Should You Patch Your Roof or Replace It?
Making good decisions regarding your roof is key in minimizing long-term costs, as well as giving you and your family peace of mind. A decision that many homeowners often face when they notice a leak is whether they should simply repair the problem area or if they should go ahead and replace the entire roof. Below are a list of things to consider when making this decision.
How old is the roof? If your roof is fairly new (< 5 years old) and you have a leak, it is highly unlikely that the entire roof needs replaced. More likely, the problem area just needs repaired. Perhaps you lost shingles in a wind storm or the flashing is not caulked properly around a chimney or vent. In this case, shingles can be nailed back down, secured, and be fine. Flashing can be re-caulked and the leak may cease. However, if you have 30-year shingles and your roof is 28 years old, replacement is the better option.
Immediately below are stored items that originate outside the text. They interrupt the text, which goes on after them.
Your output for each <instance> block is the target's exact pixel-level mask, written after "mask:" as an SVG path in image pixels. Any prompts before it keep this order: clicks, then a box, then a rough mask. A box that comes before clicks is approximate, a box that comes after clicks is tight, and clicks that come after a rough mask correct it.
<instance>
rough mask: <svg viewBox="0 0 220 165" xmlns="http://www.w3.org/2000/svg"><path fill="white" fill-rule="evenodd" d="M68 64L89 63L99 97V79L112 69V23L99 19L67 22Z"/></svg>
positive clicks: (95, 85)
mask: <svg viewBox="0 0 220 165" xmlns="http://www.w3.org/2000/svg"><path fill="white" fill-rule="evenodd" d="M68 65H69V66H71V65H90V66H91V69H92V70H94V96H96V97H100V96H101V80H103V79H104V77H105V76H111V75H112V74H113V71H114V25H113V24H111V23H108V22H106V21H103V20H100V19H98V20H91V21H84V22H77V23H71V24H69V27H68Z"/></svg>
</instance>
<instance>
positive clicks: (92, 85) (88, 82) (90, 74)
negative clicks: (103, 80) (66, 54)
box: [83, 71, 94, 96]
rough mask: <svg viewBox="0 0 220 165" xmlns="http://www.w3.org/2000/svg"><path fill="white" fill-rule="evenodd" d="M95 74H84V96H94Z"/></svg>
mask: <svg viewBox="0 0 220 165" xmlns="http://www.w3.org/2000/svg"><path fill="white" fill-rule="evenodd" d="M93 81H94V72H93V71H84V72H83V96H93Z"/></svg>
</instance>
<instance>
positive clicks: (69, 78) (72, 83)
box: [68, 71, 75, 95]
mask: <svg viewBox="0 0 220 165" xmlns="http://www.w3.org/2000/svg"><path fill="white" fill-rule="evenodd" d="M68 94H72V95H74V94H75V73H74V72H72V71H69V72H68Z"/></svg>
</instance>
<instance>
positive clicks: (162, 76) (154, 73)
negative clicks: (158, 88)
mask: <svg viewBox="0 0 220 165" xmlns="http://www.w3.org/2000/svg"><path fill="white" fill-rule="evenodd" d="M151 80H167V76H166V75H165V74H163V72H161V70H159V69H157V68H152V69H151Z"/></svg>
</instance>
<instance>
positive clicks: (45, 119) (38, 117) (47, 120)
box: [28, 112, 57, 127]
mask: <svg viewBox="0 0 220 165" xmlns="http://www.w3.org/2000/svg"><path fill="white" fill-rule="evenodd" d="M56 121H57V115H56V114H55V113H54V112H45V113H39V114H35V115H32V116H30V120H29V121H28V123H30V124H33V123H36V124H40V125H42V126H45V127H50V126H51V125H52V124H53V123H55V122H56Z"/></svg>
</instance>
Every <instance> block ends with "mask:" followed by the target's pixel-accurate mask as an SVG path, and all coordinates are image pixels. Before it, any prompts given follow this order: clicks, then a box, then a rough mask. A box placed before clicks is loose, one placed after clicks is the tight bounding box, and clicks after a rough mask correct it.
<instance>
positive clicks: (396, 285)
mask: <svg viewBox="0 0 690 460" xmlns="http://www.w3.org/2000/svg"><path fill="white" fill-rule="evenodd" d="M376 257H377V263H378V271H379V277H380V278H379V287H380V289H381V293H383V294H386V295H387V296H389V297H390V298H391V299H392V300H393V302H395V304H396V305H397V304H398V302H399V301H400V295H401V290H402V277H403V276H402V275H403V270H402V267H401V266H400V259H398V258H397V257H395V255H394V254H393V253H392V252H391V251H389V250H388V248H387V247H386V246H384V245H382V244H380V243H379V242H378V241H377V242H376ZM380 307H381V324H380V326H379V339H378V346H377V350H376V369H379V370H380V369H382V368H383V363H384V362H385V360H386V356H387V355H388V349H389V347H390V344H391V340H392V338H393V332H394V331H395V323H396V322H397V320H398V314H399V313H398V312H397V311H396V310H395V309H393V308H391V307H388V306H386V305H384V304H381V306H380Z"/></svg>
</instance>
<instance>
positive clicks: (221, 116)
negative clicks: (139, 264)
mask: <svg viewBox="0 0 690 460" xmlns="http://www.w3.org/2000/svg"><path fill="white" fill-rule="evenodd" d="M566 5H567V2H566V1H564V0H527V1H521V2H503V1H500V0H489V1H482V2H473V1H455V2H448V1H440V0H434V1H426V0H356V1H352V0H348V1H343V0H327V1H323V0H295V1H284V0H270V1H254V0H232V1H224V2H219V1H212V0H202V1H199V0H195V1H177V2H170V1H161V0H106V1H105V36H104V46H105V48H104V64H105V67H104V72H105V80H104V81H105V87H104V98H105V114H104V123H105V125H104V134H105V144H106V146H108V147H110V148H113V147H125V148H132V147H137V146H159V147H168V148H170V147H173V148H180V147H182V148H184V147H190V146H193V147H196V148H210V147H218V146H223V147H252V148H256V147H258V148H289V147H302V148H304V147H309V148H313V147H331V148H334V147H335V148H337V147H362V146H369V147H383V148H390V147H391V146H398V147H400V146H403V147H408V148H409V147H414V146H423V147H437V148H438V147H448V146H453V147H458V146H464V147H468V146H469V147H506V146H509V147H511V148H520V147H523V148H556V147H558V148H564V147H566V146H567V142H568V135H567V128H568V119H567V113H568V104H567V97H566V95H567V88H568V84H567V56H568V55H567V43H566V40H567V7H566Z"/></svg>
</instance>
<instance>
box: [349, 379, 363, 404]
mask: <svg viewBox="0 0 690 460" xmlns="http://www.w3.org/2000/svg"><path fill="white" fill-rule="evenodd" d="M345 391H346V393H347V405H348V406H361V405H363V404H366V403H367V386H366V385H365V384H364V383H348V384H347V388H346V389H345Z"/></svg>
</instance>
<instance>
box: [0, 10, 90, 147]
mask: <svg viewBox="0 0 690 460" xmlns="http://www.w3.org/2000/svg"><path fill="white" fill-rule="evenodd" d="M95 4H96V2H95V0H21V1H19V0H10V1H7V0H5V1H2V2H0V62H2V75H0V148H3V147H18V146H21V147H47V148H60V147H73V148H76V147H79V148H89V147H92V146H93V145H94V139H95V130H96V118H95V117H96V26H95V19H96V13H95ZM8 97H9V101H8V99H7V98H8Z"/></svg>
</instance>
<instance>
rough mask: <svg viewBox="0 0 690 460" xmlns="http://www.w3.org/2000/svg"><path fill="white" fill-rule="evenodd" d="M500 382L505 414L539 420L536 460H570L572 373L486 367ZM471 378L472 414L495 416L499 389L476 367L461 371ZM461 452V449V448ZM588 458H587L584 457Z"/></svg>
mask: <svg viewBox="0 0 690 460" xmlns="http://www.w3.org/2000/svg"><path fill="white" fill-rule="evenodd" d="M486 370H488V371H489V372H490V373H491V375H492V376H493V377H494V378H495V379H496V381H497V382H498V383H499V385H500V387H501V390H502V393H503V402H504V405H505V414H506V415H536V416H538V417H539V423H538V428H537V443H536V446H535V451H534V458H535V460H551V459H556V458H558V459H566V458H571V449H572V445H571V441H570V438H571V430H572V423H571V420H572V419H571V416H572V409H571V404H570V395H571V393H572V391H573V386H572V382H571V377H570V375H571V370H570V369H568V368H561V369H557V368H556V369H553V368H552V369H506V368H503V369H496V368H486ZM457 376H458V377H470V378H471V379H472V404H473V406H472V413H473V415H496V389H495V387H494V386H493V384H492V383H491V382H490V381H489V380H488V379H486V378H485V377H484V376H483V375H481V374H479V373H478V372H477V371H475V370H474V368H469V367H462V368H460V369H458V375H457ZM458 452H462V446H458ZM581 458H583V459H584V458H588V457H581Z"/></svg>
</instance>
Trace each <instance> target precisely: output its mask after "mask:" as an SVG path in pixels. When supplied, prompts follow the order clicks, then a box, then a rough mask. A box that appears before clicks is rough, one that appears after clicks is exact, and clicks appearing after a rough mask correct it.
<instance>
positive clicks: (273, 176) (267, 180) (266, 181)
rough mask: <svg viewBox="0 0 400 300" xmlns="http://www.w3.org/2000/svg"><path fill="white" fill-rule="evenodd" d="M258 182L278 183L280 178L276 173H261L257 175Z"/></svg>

Are you under a time constraint? Do you have visitors coming over THIS weekend and the leak needs fixed ASAP? Or are you leaving on vacation for a month and don’t have time to wait for the roof to be replaced? Maybe a quick repair would be a better option.
What’s the cost difference? Is the cost to repair the front of your roof is $4,000, but if you went ahead and replaced the entire roof, it would only be $6,000? In this case, it may make more sense to replace the entire roof. Oftentimes, partial reroofing jobs are more expensive on a cost per square basis. Plus, if you have the option of dealing only once with the crew on site with their ladders, equipment, loud noises, and mess, take that opportunity.
How important are aesthetics to you? If you do a repair, the new shingles may not exactly match the hue of your existing ones, as shingles that are weathered often have a different hue than brand new shingles.
Is the roof deck damaged? If moisture has seeped onto the roof deck and caused structural damage, repairing the shingles above it is not going to fix this problem. The roof deck can be replaced if the entire roof is removed and fix the problem from bottom-up.
In the short term, patching and doing minor repairs on your roof will be cheaper. However, over the long term, if the problem is extensive enough, you may end up doing a bunch of little repairs and spending a little bit of money a bunch of times, costing you more in the long run than if you had just replaced the roof to begin.